According to Reuters, SOC Investment Group Executive Director Dieter Waizenegger said he was disappointed in the lack of substance in the California-based company’s recent response to earlier concerns the fund manager raised.
“They sent us a lot of words, but it’s really raising a lot of questions and we expect more substance than aspirations,” Waizenegger said in an interview. “It’s particularly lacking on firm commitments to address critical environmental and human rights risks.”
As issues surrounding ESG take on growing importance with investors and fund selectors, automakers have come under pressure to prove that minerals such as lithium and cobalt for their EV batteries are sourced without human rights abuses.
On Friday Rivian, backed by Amazon.com and Ford Motor Co raised the offer price for the shares in its IPO, aiming for a valuation of as much as $65 billion.
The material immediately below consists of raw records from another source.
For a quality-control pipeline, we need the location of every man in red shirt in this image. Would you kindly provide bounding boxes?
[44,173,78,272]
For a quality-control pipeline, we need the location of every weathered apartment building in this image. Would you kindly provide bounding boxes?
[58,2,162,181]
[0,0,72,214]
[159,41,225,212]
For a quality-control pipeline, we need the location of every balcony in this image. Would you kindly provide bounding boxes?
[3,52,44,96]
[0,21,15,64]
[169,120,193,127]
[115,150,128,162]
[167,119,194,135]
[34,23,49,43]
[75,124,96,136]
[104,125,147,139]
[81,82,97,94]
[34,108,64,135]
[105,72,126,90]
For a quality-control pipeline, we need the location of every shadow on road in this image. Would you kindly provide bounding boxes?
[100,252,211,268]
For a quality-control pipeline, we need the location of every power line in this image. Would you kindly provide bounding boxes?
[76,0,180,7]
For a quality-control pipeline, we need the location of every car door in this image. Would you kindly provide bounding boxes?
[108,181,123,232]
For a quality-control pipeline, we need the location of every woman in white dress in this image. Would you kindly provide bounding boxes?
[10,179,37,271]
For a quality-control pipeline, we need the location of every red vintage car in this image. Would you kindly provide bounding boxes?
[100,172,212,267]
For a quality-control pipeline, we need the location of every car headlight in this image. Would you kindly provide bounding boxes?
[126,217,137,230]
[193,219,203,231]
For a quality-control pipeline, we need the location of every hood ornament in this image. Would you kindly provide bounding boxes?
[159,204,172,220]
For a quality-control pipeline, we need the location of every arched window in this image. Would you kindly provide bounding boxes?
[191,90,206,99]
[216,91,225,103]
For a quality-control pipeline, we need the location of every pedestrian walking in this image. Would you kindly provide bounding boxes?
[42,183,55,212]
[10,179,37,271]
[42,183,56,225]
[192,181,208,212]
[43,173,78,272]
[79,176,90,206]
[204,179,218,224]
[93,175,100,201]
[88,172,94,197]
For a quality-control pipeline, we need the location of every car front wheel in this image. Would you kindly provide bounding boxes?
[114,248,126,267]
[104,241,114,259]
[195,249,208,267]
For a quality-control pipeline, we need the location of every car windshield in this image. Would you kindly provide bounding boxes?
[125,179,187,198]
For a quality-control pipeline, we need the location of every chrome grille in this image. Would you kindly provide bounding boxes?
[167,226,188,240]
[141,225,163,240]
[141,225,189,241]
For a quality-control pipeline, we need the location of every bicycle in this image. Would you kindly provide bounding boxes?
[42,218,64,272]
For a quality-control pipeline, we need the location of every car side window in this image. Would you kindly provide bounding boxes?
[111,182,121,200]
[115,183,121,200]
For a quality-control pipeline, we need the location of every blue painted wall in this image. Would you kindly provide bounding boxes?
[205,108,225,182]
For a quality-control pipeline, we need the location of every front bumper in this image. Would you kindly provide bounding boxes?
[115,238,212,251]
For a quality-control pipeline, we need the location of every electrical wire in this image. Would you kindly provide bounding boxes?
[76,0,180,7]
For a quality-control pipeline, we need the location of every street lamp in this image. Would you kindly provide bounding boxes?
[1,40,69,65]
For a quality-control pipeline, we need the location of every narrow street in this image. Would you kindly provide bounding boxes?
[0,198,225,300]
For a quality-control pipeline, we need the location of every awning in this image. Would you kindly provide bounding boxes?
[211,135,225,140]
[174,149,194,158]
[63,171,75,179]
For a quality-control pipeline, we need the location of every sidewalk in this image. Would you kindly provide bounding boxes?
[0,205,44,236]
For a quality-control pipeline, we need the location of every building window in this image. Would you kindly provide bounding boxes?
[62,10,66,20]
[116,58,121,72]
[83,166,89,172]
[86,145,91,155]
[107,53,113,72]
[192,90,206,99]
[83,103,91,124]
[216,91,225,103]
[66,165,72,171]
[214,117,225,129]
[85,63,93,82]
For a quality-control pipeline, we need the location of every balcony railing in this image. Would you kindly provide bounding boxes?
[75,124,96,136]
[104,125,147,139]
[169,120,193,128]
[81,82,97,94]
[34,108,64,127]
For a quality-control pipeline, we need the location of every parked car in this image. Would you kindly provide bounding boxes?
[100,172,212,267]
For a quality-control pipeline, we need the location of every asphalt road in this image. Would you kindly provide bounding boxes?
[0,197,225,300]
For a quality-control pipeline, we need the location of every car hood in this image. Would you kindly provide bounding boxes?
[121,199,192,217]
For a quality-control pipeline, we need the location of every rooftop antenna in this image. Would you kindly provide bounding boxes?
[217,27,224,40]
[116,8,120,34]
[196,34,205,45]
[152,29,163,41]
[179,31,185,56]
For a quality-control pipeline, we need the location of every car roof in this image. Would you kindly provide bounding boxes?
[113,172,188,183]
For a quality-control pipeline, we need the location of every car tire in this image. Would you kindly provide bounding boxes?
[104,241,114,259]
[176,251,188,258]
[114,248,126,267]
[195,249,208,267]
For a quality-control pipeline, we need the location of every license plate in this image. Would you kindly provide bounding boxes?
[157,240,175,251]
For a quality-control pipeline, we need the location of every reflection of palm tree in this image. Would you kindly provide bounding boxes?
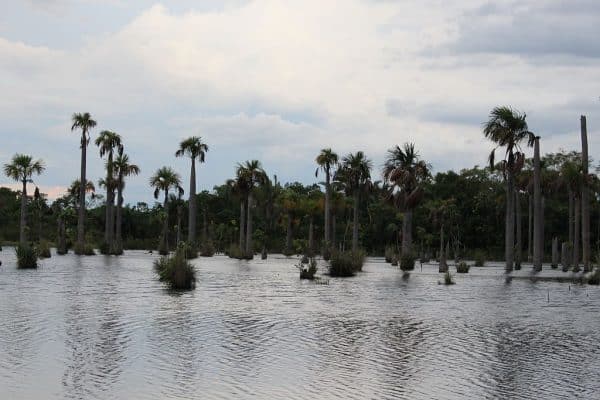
[71,112,97,252]
[150,167,183,254]
[383,143,429,257]
[483,106,533,271]
[175,136,209,246]
[3,154,45,244]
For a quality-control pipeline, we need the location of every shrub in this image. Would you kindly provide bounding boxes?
[37,240,51,259]
[153,245,196,290]
[74,243,96,255]
[199,240,215,257]
[329,250,365,277]
[473,251,485,267]
[456,261,470,273]
[443,270,455,285]
[298,258,317,280]
[400,253,416,271]
[587,268,600,285]
[227,244,245,259]
[99,241,110,255]
[384,246,395,263]
[178,242,197,259]
[16,245,38,269]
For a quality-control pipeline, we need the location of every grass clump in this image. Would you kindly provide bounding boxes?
[16,244,38,269]
[456,261,470,273]
[297,257,317,280]
[443,270,455,285]
[74,243,95,255]
[199,240,215,257]
[37,240,51,259]
[329,250,365,277]
[153,245,196,290]
[400,253,416,271]
[473,251,486,267]
[179,242,198,259]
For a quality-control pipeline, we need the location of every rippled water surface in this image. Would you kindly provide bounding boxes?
[1,249,599,399]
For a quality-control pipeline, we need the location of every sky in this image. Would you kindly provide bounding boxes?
[1,0,600,204]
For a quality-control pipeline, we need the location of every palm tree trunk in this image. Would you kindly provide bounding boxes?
[105,151,114,250]
[78,131,87,250]
[239,200,246,251]
[308,216,314,255]
[352,191,359,252]
[324,171,331,248]
[161,190,169,253]
[439,225,447,272]
[203,206,208,241]
[439,224,444,263]
[581,115,590,271]
[552,237,559,268]
[115,183,123,255]
[57,216,66,254]
[188,157,197,245]
[401,209,413,257]
[505,171,516,272]
[176,205,182,245]
[532,137,542,271]
[574,196,580,267]
[285,211,293,253]
[568,189,574,245]
[515,191,522,268]
[528,193,533,261]
[245,193,253,256]
[19,179,27,245]
[331,213,337,249]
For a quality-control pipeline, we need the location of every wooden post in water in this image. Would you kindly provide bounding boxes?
[581,116,591,271]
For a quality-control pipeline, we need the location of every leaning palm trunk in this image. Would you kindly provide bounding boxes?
[505,171,516,272]
[188,157,197,245]
[581,115,590,271]
[352,192,359,252]
[77,133,87,250]
[239,200,246,252]
[114,184,124,255]
[573,196,580,268]
[515,191,522,268]
[245,193,253,256]
[401,209,413,257]
[19,179,27,245]
[532,137,542,271]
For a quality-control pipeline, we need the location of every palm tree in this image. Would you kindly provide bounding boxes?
[383,143,430,257]
[429,198,457,271]
[150,167,183,254]
[71,112,97,253]
[3,154,45,244]
[483,106,533,272]
[280,187,299,255]
[236,160,267,257]
[95,130,122,252]
[113,152,140,255]
[175,136,209,246]
[560,159,583,267]
[68,179,96,207]
[315,148,338,255]
[580,116,591,271]
[336,151,372,252]
[226,174,251,252]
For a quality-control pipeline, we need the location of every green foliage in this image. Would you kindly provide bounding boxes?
[400,253,416,271]
[298,257,317,280]
[227,244,245,259]
[443,270,455,285]
[199,240,215,257]
[37,240,51,259]
[74,242,96,255]
[473,251,486,267]
[329,250,365,277]
[153,246,196,290]
[456,261,470,273]
[16,244,38,269]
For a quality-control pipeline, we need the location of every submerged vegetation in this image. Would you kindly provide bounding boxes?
[328,250,365,277]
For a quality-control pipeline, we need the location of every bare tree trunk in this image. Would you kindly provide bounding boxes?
[352,191,359,252]
[439,225,447,272]
[114,184,123,255]
[515,191,522,268]
[19,180,27,245]
[239,200,245,251]
[532,137,542,271]
[331,214,336,249]
[574,196,580,268]
[402,209,413,257]
[57,217,67,254]
[188,157,197,245]
[551,237,559,268]
[77,132,87,251]
[161,190,169,254]
[105,151,114,251]
[568,189,574,245]
[581,115,591,271]
[506,171,516,272]
[528,193,533,261]
[561,242,570,270]
[246,193,253,256]
[176,205,182,245]
[324,171,331,249]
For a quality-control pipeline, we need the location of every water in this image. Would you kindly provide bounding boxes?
[0,249,599,399]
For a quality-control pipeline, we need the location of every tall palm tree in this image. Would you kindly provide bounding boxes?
[336,151,372,252]
[483,106,534,272]
[280,187,299,255]
[236,160,267,257]
[315,148,338,255]
[560,159,583,267]
[580,116,591,271]
[175,136,209,246]
[226,174,250,252]
[71,112,97,253]
[383,143,430,257]
[113,152,140,255]
[95,130,122,252]
[3,154,45,244]
[150,167,183,255]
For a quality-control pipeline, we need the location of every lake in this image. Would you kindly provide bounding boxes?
[0,249,599,399]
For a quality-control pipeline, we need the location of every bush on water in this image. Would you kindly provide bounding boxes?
[443,270,455,285]
[400,253,416,271]
[37,240,51,259]
[328,250,365,277]
[473,251,485,267]
[199,240,215,257]
[16,244,38,269]
[154,244,196,290]
[384,246,395,263]
[74,242,95,256]
[456,261,470,273]
[298,257,317,280]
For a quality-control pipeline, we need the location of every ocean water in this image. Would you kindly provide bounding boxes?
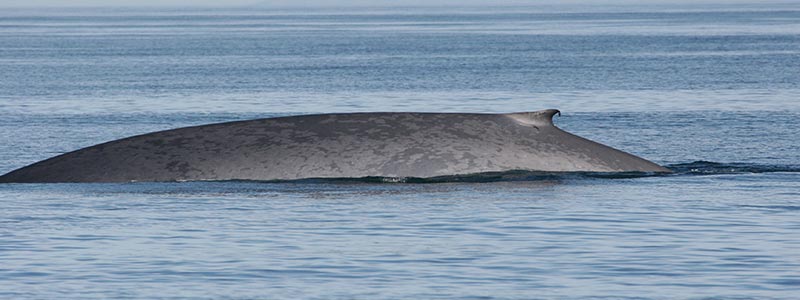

It now expects to raise nearly $10 billion today (Oct 9).
In an Oct. 29 response to SOC, board member Rose Marcario said Rivian was committed to ethical and sustainable growth in the EV space.
“We have already taken extensive measures to protect the environment and human welfare in the course of our business operations; we have always understood that we must grow our policies as we grow our company; and we are intent on setting new industry standards for human rights and environmental diligence,” Marcario said.
Reuters go on to state that “Marcario cited Rivian’s plan to put 1% of equity in an environmental program aimed at helping address climate change and preserving wildlands and waterways, its intent to be climate neutral by 2032 for all emissions, a promise to release a full impact report in early 2023, a commitment by its battery supplier Samsung SDI not to use deep seabed mining, Rivian’s supplier code of conduct, and more.”
In a letter to Reuters, Waizenegger said Rivian’s supplier code of conduct was not publicly available, its position on deep seabed mining needed to be clarified, the start-up needed to commit to disclosures around its efforts, and the fund manager was concerned Rivian’s board might not be able to effectively oversee efforts in these issues.